Semi-structured text

Topics

  • [FC-03-032] Semantic Information Elicitation

    The past few decades have been characterized by an exponential growth of digital information resources. A considerable amount of this information is semi-structured, such as XML files and metadata records and unstructured, such as scientific reports, news articles, and historical archives. These resources include a wealth of latent knowledge in a form mainly intended for human use. Semantic information elicitation refers to a set of related processes: semantic information extraction, linking, and annotation that aim to make this knowledge explicit to help computer systems make sense of the content and support ontology construction, information organization, and knowledge discovery.

    In the context of GIScience research, semantic information extraction aims at processing unstructured and semi-structured resources and identifying specific types of information: places, events, topics, geospatial concepts, and relations. These may be further linked to ontologies and knowledge bases to enrich the original unstructured content with well-defined meaning, provide access to information not explicit in the original sources, and support semantic annotation and search. Semantic analysis and visualization techniques are further employed to explore aspects latent in these sources such as the historical evolution of cities, the progression of phenomena and events and people’s perception of places and landscapes.

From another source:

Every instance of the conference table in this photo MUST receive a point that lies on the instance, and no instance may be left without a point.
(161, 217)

  • [DM-03-074] Modeling Semi-Structured and Unstructured Spatial Data

    This chapter surveys semi-structured and unstructured geospatial data, emphasizing their formats, challenges, and analytical approaches. Semi-structured data formats, such as JSON, do not follow rigid schemas but retain internal organization that supports spatial processing. These formats underpin many widely used datasets, including OpenStreetMap, and can represent both object-based and network-based spatial models. Unstructured data, including text, imagery, sensor streams, and point clouds, lack standardized formatting and must be transformed or enriched before spatial analysis is possible. For instance, crowdsourced or drone-collected imagery can be processed using Structure from Motion (SfM) to reconstruct 3D surfaces and terrain models. Textual data, such as social media posts or institutional reports, can be mined for geographic content using natural language processing techniques like named entity recognition and geoparsing. The chapter also considers recent developments in AI, including deep learning methods for image classification, segmentation of point clouds, and modeling spatiotemporal patterns from sensor data. Finally, it discusses the emerging role of multimodal models that integrate visual and textual information in geospatial workflows. Together, these tools and methods enable the use of increasingly diverse data sources in spatial analysis, broadening both the scope and depth of geographic inquiry.